Newcastle Airport has asked the NSW government to fund $147 million in upgrades which could unlock tourism and trading routes into Asia and America.
Department of Defence plans to resurface the runway next year have prompted the civil airport to dramatically accelerate the 20-year master plan it released last year.
The airport hopes to piggyback on Defence’s work by building a new double-storey terminal and widening and strengthening the runway to accommodate larger commercial aircraft capable of flying to the US west coast, China, the Middle East and South Africa.
Planes flying out of Newcastle now have a range limited to near neighbours such as Bali and Auckland, the latter of which is the city’s only international service.
But airport chief executive Peter Cock said the upgrade works would create new opportunities for Hunter travellers and industry.

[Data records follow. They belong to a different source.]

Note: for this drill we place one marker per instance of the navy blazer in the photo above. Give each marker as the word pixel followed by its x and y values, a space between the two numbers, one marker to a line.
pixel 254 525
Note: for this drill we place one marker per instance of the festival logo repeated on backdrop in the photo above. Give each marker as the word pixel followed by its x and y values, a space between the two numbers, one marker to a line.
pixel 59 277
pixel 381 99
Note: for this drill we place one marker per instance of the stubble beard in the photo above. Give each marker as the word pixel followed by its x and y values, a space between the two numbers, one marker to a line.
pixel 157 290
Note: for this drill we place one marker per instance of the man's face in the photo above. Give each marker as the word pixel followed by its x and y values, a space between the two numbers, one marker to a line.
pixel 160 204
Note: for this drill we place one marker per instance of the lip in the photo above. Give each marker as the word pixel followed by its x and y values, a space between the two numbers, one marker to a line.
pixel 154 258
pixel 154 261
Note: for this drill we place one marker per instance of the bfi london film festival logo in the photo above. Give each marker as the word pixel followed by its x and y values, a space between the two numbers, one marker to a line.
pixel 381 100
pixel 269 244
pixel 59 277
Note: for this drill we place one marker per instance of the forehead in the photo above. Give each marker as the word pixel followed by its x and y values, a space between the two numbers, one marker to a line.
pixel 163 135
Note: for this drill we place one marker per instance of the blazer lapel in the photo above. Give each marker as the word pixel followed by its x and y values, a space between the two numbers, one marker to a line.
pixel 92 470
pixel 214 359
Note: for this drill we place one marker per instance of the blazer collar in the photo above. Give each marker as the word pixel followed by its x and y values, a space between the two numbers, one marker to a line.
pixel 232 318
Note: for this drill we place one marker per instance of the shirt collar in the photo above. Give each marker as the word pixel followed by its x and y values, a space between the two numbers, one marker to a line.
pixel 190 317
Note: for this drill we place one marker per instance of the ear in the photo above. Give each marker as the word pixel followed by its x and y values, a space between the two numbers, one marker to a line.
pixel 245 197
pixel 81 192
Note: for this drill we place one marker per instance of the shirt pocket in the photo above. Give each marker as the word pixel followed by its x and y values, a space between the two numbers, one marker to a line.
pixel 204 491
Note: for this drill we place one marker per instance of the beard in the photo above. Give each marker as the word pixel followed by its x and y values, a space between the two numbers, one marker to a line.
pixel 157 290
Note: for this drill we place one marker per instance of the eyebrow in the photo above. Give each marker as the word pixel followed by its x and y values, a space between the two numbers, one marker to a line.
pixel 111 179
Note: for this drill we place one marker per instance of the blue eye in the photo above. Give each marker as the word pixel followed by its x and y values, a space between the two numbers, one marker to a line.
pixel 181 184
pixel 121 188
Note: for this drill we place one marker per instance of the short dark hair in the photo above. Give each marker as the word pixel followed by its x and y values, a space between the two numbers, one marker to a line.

“I don’t think you could overstate how important it would be,” he said. “We’ve got great local, state and federal political leaders saying Newcastle needs to be and should be a global city. Can you validly call yourself a global city when you can’t connect directly to significant places in the globe?”
The airport has compiled a business case which predicts a boost of $6.2 billion over 20 years to the regional economy if the project goes ahead.
“It’s prudent to bring it forward now because Defence have to do some routine maintenance works,” Dr Cock said. “Basically, you’ve got to do it now or you’ve got to wait 10, 15 years. We think there’s an opportunity the region can’t afford to miss.”
Virgin Australia started a seasonal service from Newcastle to Auckland in November. Those flights will end on February 17, and Virgin has not announced whether demand has been strong enough to repeat the service next summer.
Asked at a Hunter business and civic leaders’ visit to Auckland this week whether carriers from further afield would be interested in flights to Newcastle, Dr Cock said airlines were not interested in discussing that prospect until the airport could accommodate their aircraft.
“It’s a chicken and egg. We went to Routes Asia, where airlines and airports get together. We were talking to Korean Air, as an example, and they say, ‘When can we fly there and what aircraft can we fly,’ and you tell them they can’t actually fly direct, and they switch off.
“We’re here in Auckland, and that’s great, and we’re hearing about all the economic activity that we can reach now because we’ve got a direct flight.
“Imagine going up into Malaysia or Korea or places like that and exposing our region to that economic activity, and instead of it being a distant, multiple-point journey, it’s a direct flight.”
The airport had “robust numbers” to support its business case and had shared them with the government.
Defence told a senate estimates hearing late last year that it had no plans to upgrade the runway for heavier aircraft, but it “does not oppose upgrading the runway to facilitate longer-range civilian aircraft”.
“That’s a very strong signal from the Department of Defence that they’re not going to block this and they see the value of their role in supporting the region,” Dr Cock said.
The airport believes longer-range flights will create lucrative new markets for Hunter producers.
“It puts hundreds of millions of people hours and hours and hours closer to us in terms of a market, and when you’re dealing in perishable, high-value produce, that’s vital,” Dr Cock said.
The business case, which was prepared by Synergies Economic Consulting, says Newcastle Airport serves Australia’s sixth largest passenger catchment area but is only the nation’s 13th busiest airport.
The government announced last year that it would contribute $11.7 million towards establishing the Astra Aerolab Business Technology Park next door to the airport. The commercial precinct will specialise in aviation and aerospace manufacturing, maintenance and research projects.
Dr Cock said the airport’s plans dovetailed with a report released this week on the need to diversify the Hunter’s economy away from coal.
The report prepared by University of Western Sydney’s Dr Neil Perry for the Lock the Gate alliance argued the region’s economy was “intimately bound up” with international efforts to reduce global warming.
“The airport is very cognisant of the need to diversify and invest in new technologies and industries so our region can continue to prosper,” Dr Cock said.
“That’s one of the reasons behind our drive to develop a truly international airport, through an upgrade of our runway.
“We strongly believe this is one of the game-changing initiatives that can help set a new course for our region.
“We’ve spoken to the community as well as senior politicians on both sides, and we feel there is genuine support for the project and a good understanding of its benefits.
“What we are hoping to see is this solidify into a commitment in the short term, to give our region some certainty going forward.”
The airport’s new push for state funding comes as the Liberal-National government attempts to hold on to power at next month’s state election and win back the Labor-held seat of Port Stephens, the Lower Hunter’s only marginal electorate.